No segundo momento, por penalizar dois dos setores mais competitivos do Brasil, a medida inibiria o investimento privado e reduziria as exportações físicas. A desvalorização decorreria da queda da capacidade exportadora. O potencial de crescimento da economia cairia, precisamente o contrário do que se imagina com a proposta.

O Imposto de Exportação é um dos mais antigos do Brasil. Pertencia aos Estados e no princípio do século 20 constituía uma de suas principais receitas. Com a reforma tributária de 1965, passou à competência da União e adquiriu finalidade extra-fiscal. Tornou-se instrumento de comércio exterior e, eventualmente, de controle de preços.

Antes da reforma, a União cobrava um tributo semelhante. Era a contribuição sobre as exportações de café, também chamada de “confisco cambial”. Sua finalidade era neutralizar a grande vantagem competitiva do nosso produto, que criava incentivos ao subfaturamento. Os exportadores podiam combinar preços mais baixos para registrar a venda e deixar a diferença lá fora.

O Imposto de Exportação foi aplicado na época das maxidesvalorizações, quando a súbita elevação da receita dos exportadores criava a mesma situação. Em ambos os casos, a tributação visava a maximizar o ingresso de divisas e não o contrário.
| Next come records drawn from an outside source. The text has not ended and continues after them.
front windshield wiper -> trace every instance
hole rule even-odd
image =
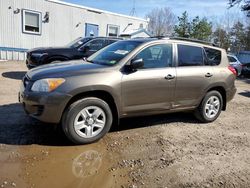
[[[88,63],[94,63],[93,61],[88,60],[88,58],[86,58],[86,57],[83,58],[83,61],[86,61]]]

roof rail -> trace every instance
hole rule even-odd
[[[213,42],[207,42],[207,41],[192,39],[192,38],[175,37],[175,36],[154,36],[154,37],[150,37],[150,38],[182,40],[182,41],[197,42],[197,43],[200,43],[200,44],[206,44],[206,45],[211,45],[211,46],[214,46],[214,47],[219,47],[217,44],[215,44]]]

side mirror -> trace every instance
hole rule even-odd
[[[141,68],[144,66],[144,62],[143,62],[143,59],[132,59],[131,60],[131,63],[130,63],[130,67],[131,69],[133,70],[136,70],[138,68]]]

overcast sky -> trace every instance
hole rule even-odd
[[[129,15],[133,8],[133,0],[63,0],[70,3],[98,8],[111,12]],[[228,10],[228,0],[135,0],[136,16],[144,18],[145,15],[156,7],[170,7],[180,16],[185,10],[191,17],[213,17],[230,11],[240,13],[239,7]]]

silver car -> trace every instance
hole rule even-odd
[[[230,65],[235,68],[237,72],[237,76],[240,76],[242,72],[241,62],[238,60],[238,58],[235,55],[228,54],[227,57],[228,57]]]

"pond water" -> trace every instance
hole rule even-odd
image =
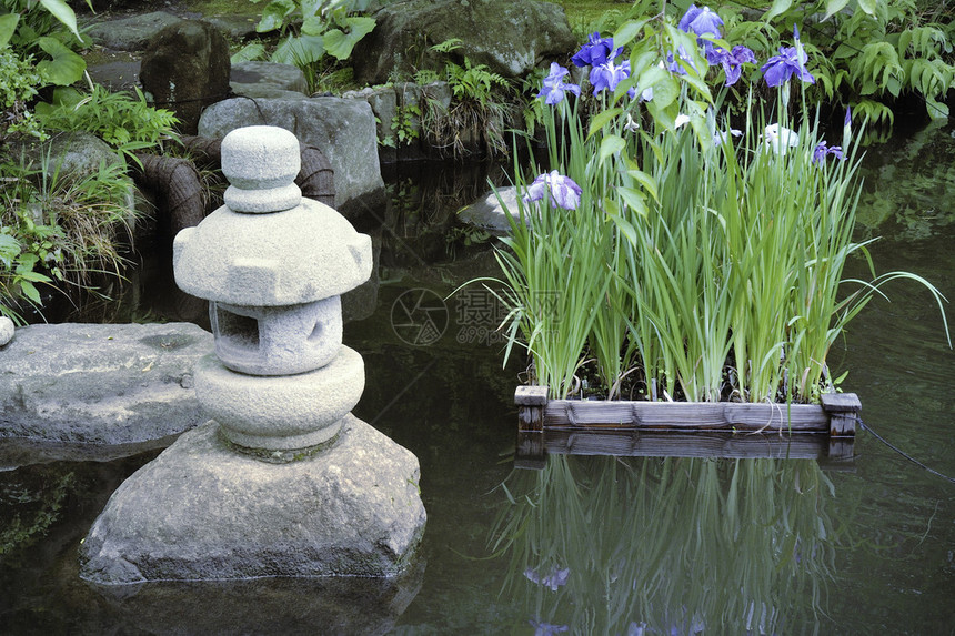
[[[955,132],[909,131],[868,154],[860,232],[882,236],[877,270],[916,272],[955,296]],[[955,484],[868,431],[838,470],[552,456],[542,471],[515,471],[521,365],[502,367],[493,296],[448,297],[495,271],[486,249],[464,244],[481,236],[448,240],[485,175],[442,179],[435,190],[390,176],[412,204],[388,213],[388,230],[360,228],[381,245],[380,266],[345,303],[344,340],[368,374],[355,414],[421,462],[429,518],[415,572],[394,588],[261,581],[102,593],[76,578],[77,547],[158,451],[34,463],[0,473],[0,633],[952,633]],[[163,267],[143,270],[132,300],[101,317],[201,322],[201,306],[142,294]],[[850,372],[843,386],[866,426],[955,476],[955,354],[929,294],[902,283],[886,292],[892,302],[863,311],[831,366]]]

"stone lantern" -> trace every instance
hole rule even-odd
[[[225,205],[173,245],[177,284],[210,301],[200,406],[238,448],[277,458],[334,438],[364,390],[364,363],[342,345],[341,294],[371,275],[371,239],[302,198],[299,158],[283,129],[227,135]]]
[[[110,497],[80,548],[99,584],[261,576],[402,577],[424,533],[418,458],[350,412],[361,356],[340,295],[371,240],[302,198],[299,142],[250,127],[222,141],[225,204],[173,245],[175,280],[208,299],[209,417]]]

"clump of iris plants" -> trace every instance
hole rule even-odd
[[[552,397],[593,377],[607,398],[808,402],[833,388],[830,347],[883,283],[919,282],[942,307],[914,274],[843,280],[852,254],[872,262],[853,240],[858,135],[848,112],[824,131],[804,99],[791,108],[814,82],[796,29],[761,64],[694,4],[593,33],[572,63],[589,85],[551,64],[549,157],[517,170],[499,253],[505,356],[525,346]],[[742,87],[733,128],[721,104],[746,65],[777,99]]]

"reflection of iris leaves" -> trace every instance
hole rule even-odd
[[[955,141],[928,128],[914,135],[898,152],[881,154],[892,162],[864,171],[874,188],[860,201],[858,222],[874,230],[892,220],[895,240],[927,239],[955,223]]]
[[[554,455],[507,483],[492,547],[527,618],[572,633],[791,633],[833,577],[812,461]],[[556,590],[522,573],[569,568]],[[798,630],[798,629],[796,629]]]
[[[60,516],[72,489],[73,473],[66,473],[51,485],[4,482],[0,487],[0,555],[27,547],[42,538]]]

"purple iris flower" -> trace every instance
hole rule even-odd
[[[544,83],[541,87],[541,92],[537,93],[537,97],[544,98],[544,103],[547,105],[560,103],[561,100],[564,99],[564,92],[572,92],[580,97],[581,87],[564,82],[564,78],[569,73],[570,71],[559,63],[551,62],[551,73],[544,78]]]
[[[710,7],[702,9],[696,4],[691,4],[683,18],[680,19],[680,30],[684,33],[694,33],[696,37],[712,36],[718,38],[722,34],[720,28],[723,26],[723,19]]]
[[[751,49],[743,46],[733,47],[732,51],[717,48],[714,49],[713,55],[707,55],[707,61],[711,64],[723,64],[723,70],[726,73],[726,85],[732,87],[740,80],[740,74],[743,72],[743,64],[756,63],[756,55]]]
[[[821,141],[816,144],[815,150],[813,150],[813,163],[823,163],[826,160],[826,155],[832,154],[836,159],[845,161],[845,154],[843,154],[841,145],[827,147],[826,142]]]
[[[782,85],[793,75],[814,84],[816,79],[806,70],[806,59],[802,47],[780,47],[780,54],[770,58],[760,70],[771,87]]]
[[[576,210],[581,204],[581,186],[574,183],[573,179],[554,170],[534,179],[524,194],[524,201],[542,201],[546,196],[549,202],[556,203],[564,210]]]
[[[596,67],[607,60],[615,60],[623,52],[623,47],[613,48],[613,38],[601,38],[600,33],[593,32],[587,43],[581,47],[571,61],[575,67]]]
[[[624,60],[620,65],[607,60],[603,64],[597,64],[591,69],[590,81],[594,88],[594,94],[603,90],[611,92],[616,90],[616,85],[630,77],[630,60]],[[635,92],[635,91],[634,91]],[[633,98],[633,95],[631,95]]]
[[[696,70],[696,65],[693,63],[693,59],[690,57],[690,53],[686,52],[686,49],[683,48],[683,44],[680,44],[680,48],[676,49],[676,54],[681,60],[690,64],[693,70]],[[683,64],[676,61],[673,57],[673,53],[666,54],[666,68],[671,73],[676,73],[677,75],[685,75],[686,69],[683,68]]]

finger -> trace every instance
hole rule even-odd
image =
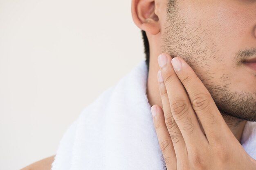
[[[192,108],[201,122],[209,142],[225,139],[222,134],[229,134],[225,131],[230,131],[229,129],[202,82],[182,59],[175,57],[172,63],[189,94]]]
[[[167,59],[165,64],[161,63],[161,61],[164,61],[161,60],[161,58]],[[161,73],[167,89],[169,105],[188,150],[199,149],[203,144],[208,144],[208,142],[201,130],[185,89],[172,67],[171,59],[171,56],[166,54],[162,54],[159,57]]]
[[[184,159],[187,157],[187,151],[182,135],[173,118],[164,83],[161,80],[160,72],[158,72],[157,79],[161,95],[165,124],[171,136],[177,160]]]
[[[168,170],[176,169],[177,160],[172,139],[165,124],[163,110],[157,105],[151,107],[153,121],[160,148]]]

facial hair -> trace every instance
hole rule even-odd
[[[223,57],[217,55],[220,50],[211,38],[216,35],[200,24],[188,24],[178,15],[177,9],[177,6],[172,7],[167,10],[168,19],[161,40],[162,52],[172,58],[179,56],[189,64],[210,92],[223,117],[235,119],[238,123],[243,120],[256,122],[256,92],[231,91],[231,80],[225,73],[218,84],[213,81],[216,74],[209,69],[211,65],[209,59],[214,60],[216,65],[223,64]],[[255,54],[256,49],[243,49],[237,52],[232,63],[238,67],[244,59]]]

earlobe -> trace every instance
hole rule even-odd
[[[155,14],[155,0],[132,0],[132,14],[135,24],[152,35],[160,31],[158,16]]]

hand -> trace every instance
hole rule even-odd
[[[159,62],[158,75],[163,111],[157,105],[151,109],[167,170],[256,169],[256,161],[234,136],[192,69],[180,58],[162,54],[167,57],[166,64]]]

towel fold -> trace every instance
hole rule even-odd
[[[87,106],[65,132],[52,170],[166,169],[146,94],[148,70],[140,63]],[[241,142],[256,159],[256,123]]]

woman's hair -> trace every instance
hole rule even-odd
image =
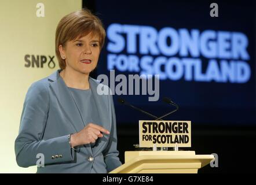
[[[60,56],[59,46],[65,47],[67,42],[83,37],[91,32],[93,35],[98,37],[101,50],[106,32],[101,20],[89,10],[74,12],[61,18],[57,27],[55,35],[55,53],[61,69],[65,69],[66,64]]]

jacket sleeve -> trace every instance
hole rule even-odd
[[[105,162],[107,165],[107,171],[108,172],[112,171],[122,165],[118,155],[119,154],[116,149],[118,138],[116,136],[116,123],[115,113],[115,106],[113,102],[113,97],[110,95],[111,103],[111,130],[110,131],[109,140],[108,147],[103,153],[105,158]]]
[[[41,164],[74,160],[74,150],[68,143],[68,135],[42,139],[47,122],[49,101],[45,82],[38,81],[29,88],[23,105],[19,135],[15,140],[16,161],[21,167],[36,165],[39,156]]]

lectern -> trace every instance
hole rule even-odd
[[[110,173],[197,173],[214,159],[195,151],[126,151],[123,165]]]

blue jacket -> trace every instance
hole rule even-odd
[[[112,95],[98,95],[97,86],[104,85],[89,77],[100,115],[101,122],[95,124],[110,134],[98,138],[93,147],[87,144],[75,150],[71,149],[68,134],[79,132],[84,126],[60,72],[34,83],[28,90],[15,140],[17,163],[28,167],[38,164],[39,160],[42,164],[44,160],[45,167],[38,167],[37,173],[90,173],[93,166],[98,173],[110,172],[121,165]]]

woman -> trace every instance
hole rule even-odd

O Imposto de Exportação foi também utilizado com o objetivo de controle da inflação em épocas de normalidade cambial. Forçava o direcionamento de parte da oferta para o abastecimento interno e assim reduzia preços. Essa é a situação que parece justificar a imposição desse imposto na Argentina.

Diz-se por aqui que os argentinos usam a arrecadação do imposto para que seu banco central compre divisas no mercado e sustente uma taxa cambial depreciada. No Brasil, onde as instituições orçamentárias são mais evoluídas, a prática seria impossível, pois os recursos iriam para o Tesouro Nacional. Seria preciso aprovar uma dotação no Orçamento da União. Pela mesma razão, seria difícil usar os recursos para financiar as atividades dos exportadores atingidos, como se fazia na época do confisco cambial do café.

O incrível da proposta é imaginar que o imposto diminuiria o fluxo de divisas porque uma parte delas iria para o governo. Acontece que o exportador recebe reais e não moeda estrangeira. O governo ficaria com uma parte dos reais e não das divisas, que continuariam ingressando pelo mercado cambial. Ou seja, a pressão para valorizar o câmbio continuaria a mesma. O imposto seria inócuo para promover uma desvalorização cambial.

Paradoxalmente, a entrada de divisas poderia aumentar em produtos como o minério de ferro. Dada a forte demanda mundial e a competência da Companhia Vale do Rio Doce (CVRD), esta poderia transferir pelo menos parte do ônus do imposto para os importadores. Haveria elevação do fluxo de recursos externos, o oposto do pretendido.

Como se vê, os defensores da cobrança do Imposto de Exportação para promover a desvalorização cambial estão fora de tempo e alheios aos efeitos colaterais negativos da proposta. Felizmente, o Ministério da Fazenda já descartou a idéia. De tão fácil de desmontar e vetar, a eventual acolhida da proposta pelo Congresso não teria futuro.